Everything in life has its purpose and leads you where you should go. I have the direction I was looking for when I first came to Zambia. I know who and what is important. I know I want to continue with this type of work from America. I'm still going to see the school we started fundraising for completed. I WILL be back some day because this village and its people are holding a piece of me. They asked me when I left not to forget them; that wouldn't be possible.

This week I've taken so many photos and video. It will give you at home a glimpse but not the true feeling for what life is like in Zambia. Someday, I hope to come back to Chibobo and show you in person.... The photos and video are nice but all the special moments that have made up my journey will only be mine. I've been able to share the joy of a newly born baby and the grief when someone passes. Not that I haven't experienced these things in America but its just different here...... I can't explain it….?

One of my best memories happened just last night on my last day in the village. After dinner at the orphanage, I brought out all the art supplies that people have sent to me, t-shirts & paint, markers, coloring books, crayons, beads, and more. The group of us, about 60 total, just sat on the floor and played. Some of these kids never get to play with items like this and to see their faces light up and forget they've lost their parents and that life is hard....was so nice!
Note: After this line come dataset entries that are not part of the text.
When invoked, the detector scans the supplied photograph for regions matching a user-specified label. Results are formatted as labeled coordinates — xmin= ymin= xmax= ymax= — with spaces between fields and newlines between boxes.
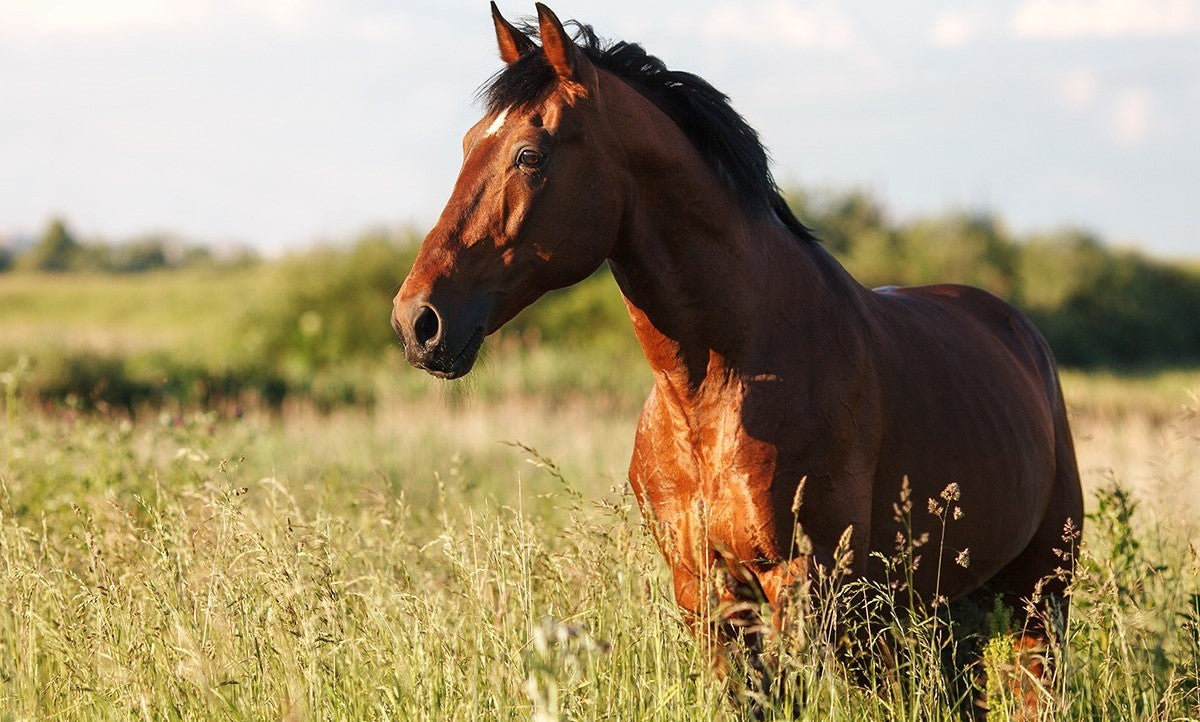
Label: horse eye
xmin=517 ymin=148 xmax=546 ymax=168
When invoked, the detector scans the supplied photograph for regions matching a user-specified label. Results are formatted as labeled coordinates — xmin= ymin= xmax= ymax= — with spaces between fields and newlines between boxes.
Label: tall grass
xmin=0 ymin=378 xmax=1200 ymax=721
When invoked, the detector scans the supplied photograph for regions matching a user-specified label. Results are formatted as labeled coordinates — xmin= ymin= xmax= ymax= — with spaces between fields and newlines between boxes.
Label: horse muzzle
xmin=391 ymin=291 xmax=491 ymax=379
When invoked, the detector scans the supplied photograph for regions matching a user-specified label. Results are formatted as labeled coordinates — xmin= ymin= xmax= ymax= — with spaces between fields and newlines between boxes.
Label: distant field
xmin=0 ymin=267 xmax=1200 ymax=722
xmin=0 ymin=267 xmax=267 ymax=360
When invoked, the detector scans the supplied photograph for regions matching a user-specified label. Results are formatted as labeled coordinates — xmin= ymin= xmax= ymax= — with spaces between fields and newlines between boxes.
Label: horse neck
xmin=610 ymin=152 xmax=863 ymax=403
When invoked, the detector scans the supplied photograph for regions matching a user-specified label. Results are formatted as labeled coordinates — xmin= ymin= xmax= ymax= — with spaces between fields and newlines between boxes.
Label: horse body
xmin=392 ymin=4 xmax=1082 ymax=700
xmin=611 ymin=165 xmax=1081 ymax=610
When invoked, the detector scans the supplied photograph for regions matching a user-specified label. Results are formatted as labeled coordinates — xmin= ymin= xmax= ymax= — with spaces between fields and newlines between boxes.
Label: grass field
xmin=0 ymin=265 xmax=1200 ymax=722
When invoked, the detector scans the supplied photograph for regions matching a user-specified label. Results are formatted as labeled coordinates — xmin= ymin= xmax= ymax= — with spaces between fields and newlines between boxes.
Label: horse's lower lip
xmin=424 ymin=326 xmax=485 ymax=379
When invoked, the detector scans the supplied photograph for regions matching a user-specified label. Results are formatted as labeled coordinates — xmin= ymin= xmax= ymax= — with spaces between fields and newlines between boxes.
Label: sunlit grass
xmin=0 ymin=378 xmax=1200 ymax=721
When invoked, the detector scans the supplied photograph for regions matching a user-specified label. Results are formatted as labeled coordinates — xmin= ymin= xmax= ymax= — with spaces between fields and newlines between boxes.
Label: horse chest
xmin=630 ymin=386 xmax=781 ymax=566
I'll be making my way to Lusaka tomorrow. It's a 5-6hr drive if I have good luck with transportation. When I get there I'll board Jazzy with the vet and start the medical clearance process on Friday. If all goes well, we'll be on a plane one week from today! I'm looking forward to being home for good. My time here has been great but I have a newly found appreciation for "HOME"! That's not really a place, but it's the people I miss. I wish I could have brought you all with me. If everyone could experience what I have, the world would be a much different place. So until then, I'll just try to relay the message as best I can :)

Wednesday, July 3, 2013

Help Jazzy Come to America!

Hello everyone,

I've set up a fundrazr account to try and get donations to bring my zambian dog home. Jazzy was abused as a puppy and likely would not have survived on her own without the support of PC volunteers. Now I'd like to bring her back to America with me so she can stay in the loving home that she is now used to.

I'm working with a local area Veterinarian to get Jazzy a cage, import documents, and a plane ticket home.
Please check out this fund and spread the word.

Thank you so much!

  














https://fundrazr.com/campaigns/cYAN7

Tuesday, July 2, 2013

Back to America

After one year as a PCV in Zambia it's time for me to go home to America. I have been so blessed for the opportunity to be here and experience this culture. I've made so many wonderful friends both in PC and in my village. It will be so difficult to leave them but I know I'll always have a connection to Zambia and the people I've met. I hope to continue this work once I return. With luck I can partner with the Help Ministry Orphanage, the schools, and the hard working women's groups I've met.

The next few weeks will be filled with tears and goodbyes but it wont be forever. I'll see Zambia again because this is such a wonderful and amazing country.

The next challenge is to get my puppy dog Jazzy back with me. She has been such a great companion to me here and I can't imagine her not having the love and affection she is now used to. I've started looking into ways to take her with me. I've even sent a letter to the ASPCA asking them for help. It might be a long shot but I have hope that someone will take note.

I'll keep updating on the events of the next couple of weeks and with any luck mine and Jazzy's feet/paws will set down on American soil very soon!!!